The giraffe is only about 75 yards away from us, and she is alert to our presence. I can see her legs quivering, and even from our distance we can smell the death inside of her - a rank and pungent odor mixed with a tinge of sickening sweetness. The vet wrinkles his nose and whispers to Mark his concern that she will flee into the acacia thicket if we move any closer. She has already been traumatized enough, he tells us, and the time for the shot is now.
Mark shoulders his .45-70 double rifle, which he told me earlier today is a copy of an old Colt 1878, the classic buffalo gun that won the American West. For this cull, Mark has chosen a historical American weapon and caliber over his own African traditions. There is a first click, then a second, as Mark cocks the twin hammers into firing position.
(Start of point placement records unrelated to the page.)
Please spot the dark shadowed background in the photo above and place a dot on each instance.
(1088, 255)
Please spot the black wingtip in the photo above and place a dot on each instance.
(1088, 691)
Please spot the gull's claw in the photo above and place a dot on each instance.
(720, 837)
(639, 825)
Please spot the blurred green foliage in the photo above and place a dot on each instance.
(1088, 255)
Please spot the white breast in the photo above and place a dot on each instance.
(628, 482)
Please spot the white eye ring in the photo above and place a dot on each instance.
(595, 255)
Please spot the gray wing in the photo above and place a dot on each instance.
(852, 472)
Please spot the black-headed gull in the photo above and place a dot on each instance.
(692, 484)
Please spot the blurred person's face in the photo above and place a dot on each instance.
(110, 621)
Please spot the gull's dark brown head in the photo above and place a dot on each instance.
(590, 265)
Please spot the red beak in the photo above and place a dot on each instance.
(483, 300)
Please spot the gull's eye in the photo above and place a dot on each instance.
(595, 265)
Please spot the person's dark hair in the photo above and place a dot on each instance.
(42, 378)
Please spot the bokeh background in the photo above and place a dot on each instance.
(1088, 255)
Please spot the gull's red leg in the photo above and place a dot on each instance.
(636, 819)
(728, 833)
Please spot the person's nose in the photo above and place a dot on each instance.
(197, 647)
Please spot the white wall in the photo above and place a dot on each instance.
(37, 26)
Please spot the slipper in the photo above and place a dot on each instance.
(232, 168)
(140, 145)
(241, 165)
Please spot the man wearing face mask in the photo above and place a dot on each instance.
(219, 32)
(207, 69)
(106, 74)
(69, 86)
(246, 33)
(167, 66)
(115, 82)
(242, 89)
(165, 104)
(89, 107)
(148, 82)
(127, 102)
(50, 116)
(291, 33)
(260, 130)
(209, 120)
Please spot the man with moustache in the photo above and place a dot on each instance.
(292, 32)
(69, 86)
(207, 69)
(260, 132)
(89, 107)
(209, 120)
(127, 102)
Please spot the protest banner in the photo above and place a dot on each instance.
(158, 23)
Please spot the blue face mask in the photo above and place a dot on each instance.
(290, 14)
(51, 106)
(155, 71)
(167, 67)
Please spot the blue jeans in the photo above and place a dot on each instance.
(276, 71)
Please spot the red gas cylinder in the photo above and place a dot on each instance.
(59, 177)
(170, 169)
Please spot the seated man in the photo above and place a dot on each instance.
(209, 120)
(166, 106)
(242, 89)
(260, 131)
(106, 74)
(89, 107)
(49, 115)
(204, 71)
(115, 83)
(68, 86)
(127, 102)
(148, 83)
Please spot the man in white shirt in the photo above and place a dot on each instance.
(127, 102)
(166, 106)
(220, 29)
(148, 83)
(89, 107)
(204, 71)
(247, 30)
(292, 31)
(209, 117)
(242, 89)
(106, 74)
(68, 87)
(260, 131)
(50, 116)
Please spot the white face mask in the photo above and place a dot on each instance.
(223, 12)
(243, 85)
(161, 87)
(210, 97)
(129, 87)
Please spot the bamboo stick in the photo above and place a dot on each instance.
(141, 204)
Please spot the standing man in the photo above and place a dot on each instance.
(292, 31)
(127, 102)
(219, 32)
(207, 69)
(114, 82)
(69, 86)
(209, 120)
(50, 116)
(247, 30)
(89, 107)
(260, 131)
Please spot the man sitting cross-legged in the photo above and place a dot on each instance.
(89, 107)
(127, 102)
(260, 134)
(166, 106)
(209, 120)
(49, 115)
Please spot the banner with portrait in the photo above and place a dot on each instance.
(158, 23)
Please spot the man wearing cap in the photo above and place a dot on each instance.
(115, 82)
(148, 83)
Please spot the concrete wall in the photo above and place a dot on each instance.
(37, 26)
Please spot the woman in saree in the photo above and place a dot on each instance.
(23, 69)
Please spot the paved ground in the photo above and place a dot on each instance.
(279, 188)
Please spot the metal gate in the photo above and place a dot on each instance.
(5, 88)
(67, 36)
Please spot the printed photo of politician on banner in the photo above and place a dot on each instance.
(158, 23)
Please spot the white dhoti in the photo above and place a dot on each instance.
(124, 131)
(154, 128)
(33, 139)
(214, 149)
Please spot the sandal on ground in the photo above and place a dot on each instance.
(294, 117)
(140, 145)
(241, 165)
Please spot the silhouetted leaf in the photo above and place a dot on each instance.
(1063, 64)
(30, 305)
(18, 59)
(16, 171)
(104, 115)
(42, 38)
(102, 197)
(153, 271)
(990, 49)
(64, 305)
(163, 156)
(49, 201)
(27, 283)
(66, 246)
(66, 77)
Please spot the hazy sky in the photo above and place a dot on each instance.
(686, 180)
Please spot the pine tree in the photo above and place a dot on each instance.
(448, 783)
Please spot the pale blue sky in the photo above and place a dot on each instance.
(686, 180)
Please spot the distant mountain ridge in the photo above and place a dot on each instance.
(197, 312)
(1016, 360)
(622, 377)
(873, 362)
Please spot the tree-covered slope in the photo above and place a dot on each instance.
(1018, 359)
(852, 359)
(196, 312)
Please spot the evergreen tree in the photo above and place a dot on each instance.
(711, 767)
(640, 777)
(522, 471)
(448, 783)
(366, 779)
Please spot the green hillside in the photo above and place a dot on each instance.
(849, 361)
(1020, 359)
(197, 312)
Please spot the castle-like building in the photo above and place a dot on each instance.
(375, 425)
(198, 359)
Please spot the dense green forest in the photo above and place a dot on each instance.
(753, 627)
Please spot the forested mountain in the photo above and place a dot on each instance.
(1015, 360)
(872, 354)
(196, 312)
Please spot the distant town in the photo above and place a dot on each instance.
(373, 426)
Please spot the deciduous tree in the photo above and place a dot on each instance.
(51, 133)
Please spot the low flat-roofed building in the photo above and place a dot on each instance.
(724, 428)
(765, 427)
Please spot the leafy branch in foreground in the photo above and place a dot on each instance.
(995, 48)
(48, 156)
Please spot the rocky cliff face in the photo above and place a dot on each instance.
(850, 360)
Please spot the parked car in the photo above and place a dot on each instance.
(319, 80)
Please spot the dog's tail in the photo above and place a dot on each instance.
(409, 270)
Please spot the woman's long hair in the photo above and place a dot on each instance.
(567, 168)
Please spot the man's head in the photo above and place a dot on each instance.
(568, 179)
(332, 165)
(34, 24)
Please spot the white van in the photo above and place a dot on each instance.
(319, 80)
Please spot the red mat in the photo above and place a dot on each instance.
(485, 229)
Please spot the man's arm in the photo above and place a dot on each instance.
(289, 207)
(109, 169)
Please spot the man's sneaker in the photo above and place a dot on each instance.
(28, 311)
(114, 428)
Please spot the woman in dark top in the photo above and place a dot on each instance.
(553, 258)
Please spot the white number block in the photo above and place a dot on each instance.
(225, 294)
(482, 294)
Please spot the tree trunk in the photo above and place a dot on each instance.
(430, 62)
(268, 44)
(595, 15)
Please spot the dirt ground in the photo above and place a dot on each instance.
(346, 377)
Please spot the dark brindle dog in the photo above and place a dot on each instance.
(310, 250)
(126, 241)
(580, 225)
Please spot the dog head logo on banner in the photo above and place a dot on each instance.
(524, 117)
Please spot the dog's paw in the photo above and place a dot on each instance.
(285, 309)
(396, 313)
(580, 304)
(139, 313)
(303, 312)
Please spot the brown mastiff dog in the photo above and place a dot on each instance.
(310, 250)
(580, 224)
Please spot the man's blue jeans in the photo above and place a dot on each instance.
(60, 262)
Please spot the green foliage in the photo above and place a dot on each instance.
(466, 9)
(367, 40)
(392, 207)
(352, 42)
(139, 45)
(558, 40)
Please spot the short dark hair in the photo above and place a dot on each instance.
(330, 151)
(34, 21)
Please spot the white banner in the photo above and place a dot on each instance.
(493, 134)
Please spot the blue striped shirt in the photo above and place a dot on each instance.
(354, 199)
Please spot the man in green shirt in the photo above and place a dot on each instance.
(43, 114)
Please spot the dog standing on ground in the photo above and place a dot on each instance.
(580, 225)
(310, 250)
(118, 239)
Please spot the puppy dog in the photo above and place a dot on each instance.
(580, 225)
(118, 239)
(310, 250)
I hold my ears as he squeezes the trigger and lets the first round go.
The giraffe is broadside to us, and she is hit right above her right front leg in what appears to be a perfect shot to her heart. She falters, falling to one knee and then another before finally collapsing. We approach her on foot and see pink foam bubbling from her nostrils. She is still breathing, and she seems to be straining to lift her gigantic neck and head.
It’s a sobering sight, this dying beast of an animal, and nobody says a word. It’s evident to all of us that we haven’t been just killed a giraffe, but also a mother who is fighting with her last breath to protect what she believes is her unborn young. Mark lifts his rifle and fires the second barrel, putting a round directly into her brain at close range. Her struggle is over.
With the animal now dead, 11 locals – a mix of Eugene’s staff and some local villagers – descend upon the spotted creature with knives in hand. They chatter enthusiastically to each other in their native Xhosa tongue as they make the first incisions into her expansive hide.
“Don’t eat this meat!” the vet shouts to them in both English and Xhosa.
The giraffe had a septic corpse in her belly, her blood was most likely poisoned, and she had been shot up twice with tranquilizers. The smell alone should have informed them that the meat is dangerously contaminated with both man-made chemicals and natural pathogens.
“Siya humdla,” one man replied, licking his lips. “Le jirafi iya kunambitha.”
“He is saying they will eat the giraffe and she will taste very good,” Mark translates for me.
The rest of the men continue to work on her corpse.
“I’m glad she won’t be wasted, but shit man,” I utter to Mark.
He just nods his head in agreement.
“Fucking African shit, man,” he says.
We leave as they are about to open the giraffe’s body cavity. I hear liquid splashing against the grass, and the giraffe calf is finally free from her mother.